Poiché prevista da fonte legislativa di rango primario, essa non può essere ridotta in nessun modo né da accordi collettivi né da contratti privati. Si tratta in altri termini di un limite minimo di retribuzione, al di sotto del quale per il datore di lavoro è impossibile scendere in virtù di una espressa disposizione normativa in tal senso.
Le legislazioni di altri Paesi europei, che hanno introdotto il salario minimo, ricorrono ad una serie di criteri e di parametri per la determinazione dello stesso, tra i quali rientrano:
- l’andamento generale dell’economia;
- la produttività;
- l’indice dei prezzi al consumo;
- il PIL.
L’importo individuato come salario minimo è altresì oggetto di rivalutazione periodica, al fine di assicurare che la somma in questione mantenga inalterato, col passare del tempo, il proprio potere di acquisto.
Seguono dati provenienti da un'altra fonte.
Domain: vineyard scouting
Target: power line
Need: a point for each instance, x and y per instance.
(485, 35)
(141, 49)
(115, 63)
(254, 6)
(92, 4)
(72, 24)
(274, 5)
Ad oggi in Italia non è previsto per legge un salario minimo ed è appunto oggetto di confronto acceso la sua possibile introduzione.
In linea generale, nel nostro ordinamento, la retribuzione è determinata liberamente dalle parti nel rispetto di un limite che la giurisprudenza, ormai consolidata, ha individuato nei minimi tabellari fissati dalla contrattazione collettiva, in applicazione del principio costituzionale dianzi richiamato.
Il minimo tabellare rappresenta il compenso minimo riconosciuto al lavoratore dipendente in forza del contratto collettivo di categoria applicabile alla categoria e in ragione del livello o della qualifica di inquadramento del dipendente stesso. I minimi tabellari sono aggiornati con cadenza biennale e vengono riconosciuti a tutti i lavoratori ai quali viene applicato un certo CCNL aventi il medesimo livello, fatte salve alcune eccezioni.
Ad, esempio, alcuni contratti collettivi possono prevedere l’applicazione, a parità di livello, di un minimo tabellare diverso a seconda dell’anzianità di servizio. E’ inoltre possibile, in alcuni casi, che sia previsto un salario di ingresso per i lavoratori di nuova assunzione, inferiore rispetto a quello spettante ai lavoratori già in servizio presso l’azienda e ciò a parità di livello.
In assenza di una legge sul salario minimo nazionale, la determinazione della retribuzione minima è dunque totalmente affidata alla contrattazione collettiva.
E’ certamente vero che la concertazione di secondo livello introduce e fissa le regole della paga base, modulata sul minimo tabellare, ma manca tuttavia un riconoscimento di questa prassi attraverso una legge ordinaria.
Va inoltre ricordato che in Italia, non è obbligatorio per l’Impresa applicare un contratto collettivo di lavoro; l’imprenditore può non applicare nessun CCNL, ovvero individuare e redigere un contratto aziendale creato ad hoc. E’ possibile che due differenti unità produttive della medesima Azienda applichino contratti collettivi differenti.
Questa serie di considerazioni ha indotto ad una riflessione importante rispetto all’esigenza di introdurre una previsione legislativa che introduca un salario minimo anche in Italia, e ciò anche in considerazione delle indicazioni a livello europeo sul punto.
Tale strada potrebbe essere definitivamente intrapresa nel corso di questo 2022 appena avviato, posto quanto recepito e trasferito in relazione a questo tema anche nel cosiddetto PNNR del 2022, che sottolinea l’importanza della parità e dell’adeguatezza salariale.
Il tema rimane aperto e non mancheranno ulteriori interventi e aggiornamenti sul punto.